Choice of Activation Function

• Let `theta in RR`.
• There are several possible choices one could have for the activation function:
  • We can choose `g` to be a step function at `theta`, i. e., it has value `0` when `x < theta` and `1` otherwise. This is useful if we want the output function to be boolean valued.
  • We can choose `g` to be the logistic function `1/(1 + e^{-(x - theta )}) = 1/2 + 1/2tanh((x - theta)/2)`. This is function is differentiable.
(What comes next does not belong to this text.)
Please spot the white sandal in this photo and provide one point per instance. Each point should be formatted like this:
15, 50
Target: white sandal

As `x` gets much smaller than `theta` this is equal to 0, and as `x` gets much bigger than `theta` is equal to 1. The differentiability is a useful property for gradient descent based methods to compute neuron weights.
  • We can choose `g` to be a rectified linear unit (relu), `max(0, x - theta)`. This function is continuous everywhere and it is differentiable everywhere but at `theta`. For many gradient descent algorithms this turns out to be sufficient and to work better in practice.

Perceptron Update Rule

• Suppose we want to train a perceptron to output `1` when given a boolean vector `vec{x}` in some `X subset {0,1}^n` and `0` otherwise.
• Here we call `X` the concept we are trying to learn.
• We could imagine starting with our weights all set to `0`. I.e., `\vec{w} = (0, ...)` and our threshold `theta = 0`.
• When we receive an example `\vec{x}`, we predict whether it is in `X` according to whether `vec{w} \cdot vec{x} ge theta`. So we are using the step function at `theta` as our activation function.
• The perceptron update rule says:
  • On a correct prediction, do nothing.
  • On a false positive prediction, set `vec{w} := vec{w} - vec{x}` and set `theta := theta + 1`.
  • On a false negative prediction, set `vec{w} := vec{w} + vec{x}` and set `theta := theta - 1`.

Winnow

• Winnow is an alternative update rule for training perceptrons due to Littlestone 1988.
• Let `\vec{w^I}` be an initial vector of all positive weights and let `alpha > 1`. Assume `theta > 0`.
• Then on an example `vec{x}`, the Winnow update rule says:
  • On a correct prediction, do nothing.
  • On a false positive prediction, for all `i`, set `w_i := alpha^{-x_i}w_i`.
  • On a false negative prediction, for all `i`, set `w_i := alpha^{x_i}w_i`.
• Notice the learning parameters `alpha` and `theta` for Winnow don't change once they're initially set, and the choice of their value is made by the coder on what seems to work best. These kind of "magic" constants are known as hyperparameters.
• Given the set-up on initial weights and `alpha`, at any training step using Winnow, the weights will always be positive. This limits Winnow to learn things computable by positive threshold functions unless some kind of pre-transformation is done to the inputs.
• On Monday, we will consider the PAC learning properties of these update rules, and start talking about Python.